Chicken biryani is among the ancient recipes of Indian cuisine. The recipe has Iranian origins and the word "biryani" is derived from the Persian word "berya," which means roasted.
It has a lengthy preparation but the delicious taste is worth it. The interesting thing about this dish that you can play around with your ingredients to try out new tastes.
2 kilos boneless chicken
1 kilo basmati rice
1/2 teaspoon ground black pepper
1 teaspoon cumin (minced)
3 tablespoons vegetable oil
1 tablespoon ginger (minced)
1/2 teaspoon chili powder (optional)
3 tablespoons thick curd yogurt
2 cinnamon sticks
2 onions (chopped)
1 1/2 garlic
salt to taste
1) Fry half the garlic, ginger and onion in a large pot, then add half the black pepper, cinnamon, yogurt, cumin, chili, salt and cloves. Stir for 5-10 minutes over a low heat, making sure the mixture does not get dry.
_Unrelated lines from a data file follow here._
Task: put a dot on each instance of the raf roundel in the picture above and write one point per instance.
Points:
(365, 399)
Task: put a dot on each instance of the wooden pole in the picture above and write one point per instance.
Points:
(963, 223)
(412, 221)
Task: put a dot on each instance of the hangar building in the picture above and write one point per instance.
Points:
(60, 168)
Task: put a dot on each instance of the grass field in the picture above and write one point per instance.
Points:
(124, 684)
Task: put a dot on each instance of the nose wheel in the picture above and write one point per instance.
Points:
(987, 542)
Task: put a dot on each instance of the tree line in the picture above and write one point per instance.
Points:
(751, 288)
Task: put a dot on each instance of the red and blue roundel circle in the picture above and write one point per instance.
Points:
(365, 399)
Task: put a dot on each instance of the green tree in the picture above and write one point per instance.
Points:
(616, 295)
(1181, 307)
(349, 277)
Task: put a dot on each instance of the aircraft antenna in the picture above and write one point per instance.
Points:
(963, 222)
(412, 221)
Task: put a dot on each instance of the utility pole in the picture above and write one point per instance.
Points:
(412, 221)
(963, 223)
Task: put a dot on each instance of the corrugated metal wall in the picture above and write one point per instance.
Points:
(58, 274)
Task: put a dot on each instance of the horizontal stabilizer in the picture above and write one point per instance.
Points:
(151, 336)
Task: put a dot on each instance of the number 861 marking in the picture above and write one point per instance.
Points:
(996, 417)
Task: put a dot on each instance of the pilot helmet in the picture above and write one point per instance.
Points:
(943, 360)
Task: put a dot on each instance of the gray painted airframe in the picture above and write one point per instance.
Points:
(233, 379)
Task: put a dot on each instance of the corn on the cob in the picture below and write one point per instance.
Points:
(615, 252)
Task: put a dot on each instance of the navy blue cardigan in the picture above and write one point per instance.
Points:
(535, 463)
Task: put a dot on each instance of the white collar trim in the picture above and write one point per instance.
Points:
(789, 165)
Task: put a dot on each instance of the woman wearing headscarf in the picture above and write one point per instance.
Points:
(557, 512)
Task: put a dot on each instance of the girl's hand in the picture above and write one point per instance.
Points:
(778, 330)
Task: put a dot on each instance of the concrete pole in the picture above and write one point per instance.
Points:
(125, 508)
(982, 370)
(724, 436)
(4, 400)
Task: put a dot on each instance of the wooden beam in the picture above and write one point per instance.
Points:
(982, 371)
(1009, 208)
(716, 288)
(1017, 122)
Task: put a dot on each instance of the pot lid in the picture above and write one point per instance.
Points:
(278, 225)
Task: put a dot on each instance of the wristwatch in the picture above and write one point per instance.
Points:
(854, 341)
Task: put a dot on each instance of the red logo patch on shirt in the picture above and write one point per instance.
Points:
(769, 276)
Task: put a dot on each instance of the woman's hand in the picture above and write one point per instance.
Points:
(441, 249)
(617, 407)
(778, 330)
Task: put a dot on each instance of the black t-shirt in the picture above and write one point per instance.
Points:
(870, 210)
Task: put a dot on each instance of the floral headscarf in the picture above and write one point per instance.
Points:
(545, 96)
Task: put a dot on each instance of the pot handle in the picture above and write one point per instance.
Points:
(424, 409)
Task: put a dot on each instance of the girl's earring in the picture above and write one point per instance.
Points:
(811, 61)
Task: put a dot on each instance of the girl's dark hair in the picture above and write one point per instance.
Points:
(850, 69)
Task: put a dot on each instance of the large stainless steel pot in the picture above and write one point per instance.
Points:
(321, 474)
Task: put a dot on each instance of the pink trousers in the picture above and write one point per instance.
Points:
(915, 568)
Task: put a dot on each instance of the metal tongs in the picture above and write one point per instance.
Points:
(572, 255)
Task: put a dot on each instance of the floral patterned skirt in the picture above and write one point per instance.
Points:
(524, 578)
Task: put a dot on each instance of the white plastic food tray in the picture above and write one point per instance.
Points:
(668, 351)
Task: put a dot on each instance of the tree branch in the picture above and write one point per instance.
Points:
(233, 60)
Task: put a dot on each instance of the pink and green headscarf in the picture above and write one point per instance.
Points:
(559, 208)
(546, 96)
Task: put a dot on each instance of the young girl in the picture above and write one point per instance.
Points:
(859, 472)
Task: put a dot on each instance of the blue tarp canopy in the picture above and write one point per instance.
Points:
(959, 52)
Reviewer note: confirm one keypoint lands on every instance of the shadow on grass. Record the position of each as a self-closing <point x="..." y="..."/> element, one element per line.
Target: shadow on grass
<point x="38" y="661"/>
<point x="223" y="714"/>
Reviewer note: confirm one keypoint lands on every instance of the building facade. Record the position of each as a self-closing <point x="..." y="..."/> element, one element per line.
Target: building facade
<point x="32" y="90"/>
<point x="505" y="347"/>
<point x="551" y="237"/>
2) Add the chicken pieces to the spice mixture and mix. Cover the pot tightly and simmer for 45 minutes till the chicken is tender.
3) Rinse the rice and soak it in water with some oil for 30 minutes, then drain.
4) Prepare the remaining onions and spices as in the first step, and cook in vegetable oil in a saucepan, stirring. Add the rice and stir until cooked.
5) If the chicken has cooled, warm up over a low heat.
6) When hot, put the chicken into a large deep serving pot and press it to the bottom.
7) Add rice to the chicken and mix. Cover with a tight-fitting lid and leave for 15 minutes on a medium heat.